I am studying Stillwell's Elements of Algebra. In Chapter 3, Section 3.6, he writes
There is a unique extension of $+$, $-$, $\times$, $\div$ to $\mathbb C$ satisfying the field properties since if these properties hold we necessarily have \begin{align*} (\alpha_1 + i\beta_1) + (\alpha_2+ i\beta_2) & = (\alpha_1 + \alpha_2) + i(\beta_1 + \beta_2)\text{,}\\ (\alpha_1 + i\beta_1)(\alpha_2 + i\beta2) & = (\alpha_1\alpha_2 - \beta_1\beta_2) + i(\alpha_1\beta_2 + \beta_1\alpha_2) \end{align*} (using the fact that $i^2 = -1$).
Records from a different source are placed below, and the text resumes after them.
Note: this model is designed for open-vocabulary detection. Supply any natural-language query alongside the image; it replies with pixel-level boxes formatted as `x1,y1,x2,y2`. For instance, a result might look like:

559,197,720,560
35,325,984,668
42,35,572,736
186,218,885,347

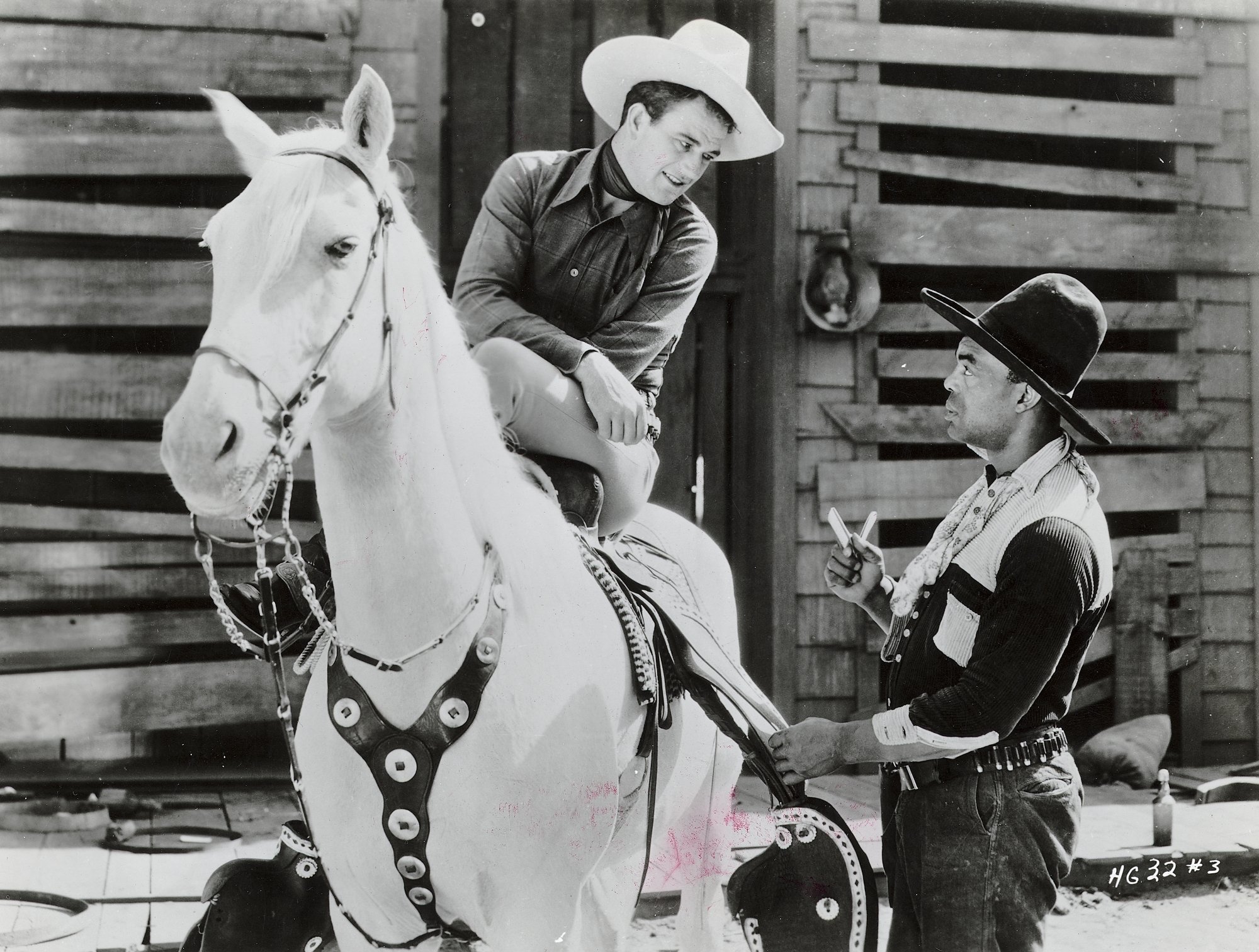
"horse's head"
161,67,405,518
Now what I understood from this is the following.
If we try to make $\mathbb R\times\mathbb R$ a field such that for each $\alpha_1, \alpha_2\in\mathbb R$, we have
- "extension" of addition and multiplication from $\mathbb R$ so that
- $(\alpha_1, 0) + (\alpha_2, 0) = (\alpha_1 + \alpha_2, 0)$, and
- $(\alpha_1, 0)(\alpha_2, 0) = (\alpha_1\alpha_2, 0)$,
- "$i^2 = -1$", that is,
- $(0, 1)(0, 1) = (-1, 0)$,
then we must have the familiar definitions of the addition and product rules for $\mathbb C$. (Note that I have denoted the addition and multiplication in $\mathbb R$ and $\mathbb{R\times R}$ by same notations.)
I have realized that I just need to show that for any $(\alpha, \beta)\in\mathbb{R\times R}$, we have $(\alpha, \beta) = (\alpha, 0) + (0, 1)(\beta, 0)$.
Question: Can someone please help showing this? Thanks for your time!